The SDK includes a command-line interface called `idk`.

#### Create an ISCC code for a single file:

```shell
idk create /path/to/mediafile.jpg
```

#### Process multiple files in a directory:

```shell
idk batch /folder_with_media_files
```

#### Install required binaries:

```shell
idk install
```

#### Run self-tests:

```shell
idk selftest
```

## Documentation

For complete documentation, visit [https://sdk.iscc.codes](https://sdk.iscc.codes)

## Project Status

The ISCC is an official standard published as
[ISO 24138:2024](https://www.iso.org/standard/77899.html) - International Standard Content Code
within [ISO/TC 46/SC 9/WG 18](https://www.iso.org/committee/48836.html).

> **Note:** The `iscc-sdk` library and the accompanying documentation are under active development.
> API changes and other backward incompatible changes are to be expected until a v1.0 stable
> release.

## Contributing

Contributions are welcome!

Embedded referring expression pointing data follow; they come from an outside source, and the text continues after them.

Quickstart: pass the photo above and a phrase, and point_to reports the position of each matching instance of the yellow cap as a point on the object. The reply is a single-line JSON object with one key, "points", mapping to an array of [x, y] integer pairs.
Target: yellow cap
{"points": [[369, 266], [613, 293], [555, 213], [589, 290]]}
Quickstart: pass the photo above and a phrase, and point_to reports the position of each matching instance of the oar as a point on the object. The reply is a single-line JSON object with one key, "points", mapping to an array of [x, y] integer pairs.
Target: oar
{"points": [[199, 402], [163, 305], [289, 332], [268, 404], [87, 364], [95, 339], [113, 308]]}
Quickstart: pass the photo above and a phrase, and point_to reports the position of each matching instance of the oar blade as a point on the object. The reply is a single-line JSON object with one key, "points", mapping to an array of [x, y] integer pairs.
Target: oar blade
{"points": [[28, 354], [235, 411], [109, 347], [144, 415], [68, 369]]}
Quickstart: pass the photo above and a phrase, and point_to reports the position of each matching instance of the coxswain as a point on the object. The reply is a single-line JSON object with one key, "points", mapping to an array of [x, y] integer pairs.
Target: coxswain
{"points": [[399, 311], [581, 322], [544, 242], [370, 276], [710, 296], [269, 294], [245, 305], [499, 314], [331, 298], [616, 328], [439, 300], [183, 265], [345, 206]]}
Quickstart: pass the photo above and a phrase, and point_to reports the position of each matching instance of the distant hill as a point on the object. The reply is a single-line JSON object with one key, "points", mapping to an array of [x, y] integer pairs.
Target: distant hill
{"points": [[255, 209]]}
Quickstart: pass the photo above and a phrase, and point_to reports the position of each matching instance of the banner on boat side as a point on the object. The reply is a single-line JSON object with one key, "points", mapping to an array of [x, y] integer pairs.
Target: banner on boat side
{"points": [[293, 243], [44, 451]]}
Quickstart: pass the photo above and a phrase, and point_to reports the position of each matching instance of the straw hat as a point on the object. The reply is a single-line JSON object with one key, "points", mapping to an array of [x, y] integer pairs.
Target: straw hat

Here's how you can help:

1. **Issues:** Report bugs or suggest features via the
   [issue tracker](https://github.com/iscc/iscc-sdk/issues)
2. **Pull Requests:** Submit PRs for bug fixes or new features
3. **Discussion:** For significant changes, please open an issue first to discuss your plans
4. **Testing:** Please make sure to update tests as appropriate

Join our developer chat on Telegram at [https://t.me/iscc_dev](https://t.me/iscc_dev).

## License

This project is licensed under the Apache 2.0 License - see the LICENSE file for details.